It does not help with that since the wieght can very well swing forward and backward, which rip demonstartes in the video. This is the opposite of easier "skill component" and "being safer".
>Use the relevant cues with a trap bar, and someone will be performing higher quality reps than with a barbel
You will not beacuse it is not repeatable. Your hips can be high, or low, or kinda high, your back can be vertical, horizontal etc. It is much easier to make the exact same rep over and over when the position of the hips is determined by the barbell.
>if someone just wants to get stronger without hurting themselves
See above why this is the opposite of safer. Its less stable front-to-back, the grip width is fixed and the reps will be all over the place as you tire
All of those points rip makes in the video. Have you watched it at all?
>skill component
Literally the simplest compound movement
I've only seen homosexuals and their counterparts using the trap bar. Do the guys at Westside use a trap bar?
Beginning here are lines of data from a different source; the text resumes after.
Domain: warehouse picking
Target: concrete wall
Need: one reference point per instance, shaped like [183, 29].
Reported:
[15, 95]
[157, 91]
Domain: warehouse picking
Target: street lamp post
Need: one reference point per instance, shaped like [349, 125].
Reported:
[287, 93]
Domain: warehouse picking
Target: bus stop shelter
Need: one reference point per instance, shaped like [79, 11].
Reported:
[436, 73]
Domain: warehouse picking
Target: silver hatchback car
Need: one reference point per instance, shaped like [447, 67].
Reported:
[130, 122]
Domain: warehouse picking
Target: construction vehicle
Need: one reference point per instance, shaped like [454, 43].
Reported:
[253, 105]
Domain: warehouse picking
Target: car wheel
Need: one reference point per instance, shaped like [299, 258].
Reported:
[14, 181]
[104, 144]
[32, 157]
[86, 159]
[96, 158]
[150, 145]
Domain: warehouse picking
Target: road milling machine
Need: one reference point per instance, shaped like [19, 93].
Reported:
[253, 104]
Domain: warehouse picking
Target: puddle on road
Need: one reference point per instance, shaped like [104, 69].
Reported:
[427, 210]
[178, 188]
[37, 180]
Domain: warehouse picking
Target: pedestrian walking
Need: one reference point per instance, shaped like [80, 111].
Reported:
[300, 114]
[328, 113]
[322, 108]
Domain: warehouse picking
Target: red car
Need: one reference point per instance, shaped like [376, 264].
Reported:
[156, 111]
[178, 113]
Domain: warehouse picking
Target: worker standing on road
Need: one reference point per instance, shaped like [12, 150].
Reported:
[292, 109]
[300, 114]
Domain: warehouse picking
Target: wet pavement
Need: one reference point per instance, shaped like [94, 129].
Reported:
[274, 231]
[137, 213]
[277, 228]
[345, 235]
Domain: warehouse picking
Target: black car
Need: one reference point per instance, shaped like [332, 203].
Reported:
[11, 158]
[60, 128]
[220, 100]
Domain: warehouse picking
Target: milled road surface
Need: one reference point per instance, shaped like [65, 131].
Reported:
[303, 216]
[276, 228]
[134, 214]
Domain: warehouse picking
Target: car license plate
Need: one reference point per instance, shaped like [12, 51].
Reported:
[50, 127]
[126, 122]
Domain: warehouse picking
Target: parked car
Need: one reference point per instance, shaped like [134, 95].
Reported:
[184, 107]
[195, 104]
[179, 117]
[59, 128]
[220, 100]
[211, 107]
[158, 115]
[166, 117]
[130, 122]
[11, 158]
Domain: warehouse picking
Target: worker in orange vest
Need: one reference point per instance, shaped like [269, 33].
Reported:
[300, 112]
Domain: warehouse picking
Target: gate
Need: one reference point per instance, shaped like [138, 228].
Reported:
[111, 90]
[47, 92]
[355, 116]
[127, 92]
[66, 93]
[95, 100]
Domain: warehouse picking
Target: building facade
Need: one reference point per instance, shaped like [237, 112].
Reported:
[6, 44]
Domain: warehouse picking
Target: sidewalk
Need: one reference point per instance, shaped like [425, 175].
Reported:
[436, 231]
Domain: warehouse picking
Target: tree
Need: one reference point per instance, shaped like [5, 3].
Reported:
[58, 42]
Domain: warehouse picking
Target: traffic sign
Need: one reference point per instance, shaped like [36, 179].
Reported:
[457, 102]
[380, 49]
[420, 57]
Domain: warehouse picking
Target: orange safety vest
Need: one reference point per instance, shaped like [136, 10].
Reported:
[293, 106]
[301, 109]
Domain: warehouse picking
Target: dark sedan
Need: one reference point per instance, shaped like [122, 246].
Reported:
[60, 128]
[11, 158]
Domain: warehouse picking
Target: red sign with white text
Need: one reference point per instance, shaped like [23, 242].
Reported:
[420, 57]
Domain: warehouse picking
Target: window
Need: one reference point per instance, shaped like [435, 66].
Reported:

Westside use trap bars. Pretty much everyone does say this point besides ripplebreasts and maybe actual oly lifters since non specific exercises are a wasted opportunity for skill development.
Its okay for shrug variants and farmer walks, and that's about it.
>taking advice from rippetoe on anything other than OHP and squat
please dont
>taking advice from rippetoe on anything
>please don't
fixed it for you
thank you for correcting my mistakes anon
I think it's great for farmer's walks. I love taking up the space in the back of my gym that thots use for stretching and taking pics of each other's buttholes and stomping through there with 225 pounds of weight slung from my arms.
STOMP
STOMP
STOMP
STOMP
STOMP
STOMP
And if they try to stay I just start talking to them and they leave.
Doing farmers carries with 225 lbs. DYEL for sure.
Based. I want to try it but none of the gyms I go to have one. farmer carries feel good.
Great to show off your arms too. Doing farmer carries across the gym w your arms bulging and looking amazing is basically the same as a girl having her breasts out.
I grew up in Wichita falls it's always so surreal seeing this shit
Mark Rippetoe is completely useless.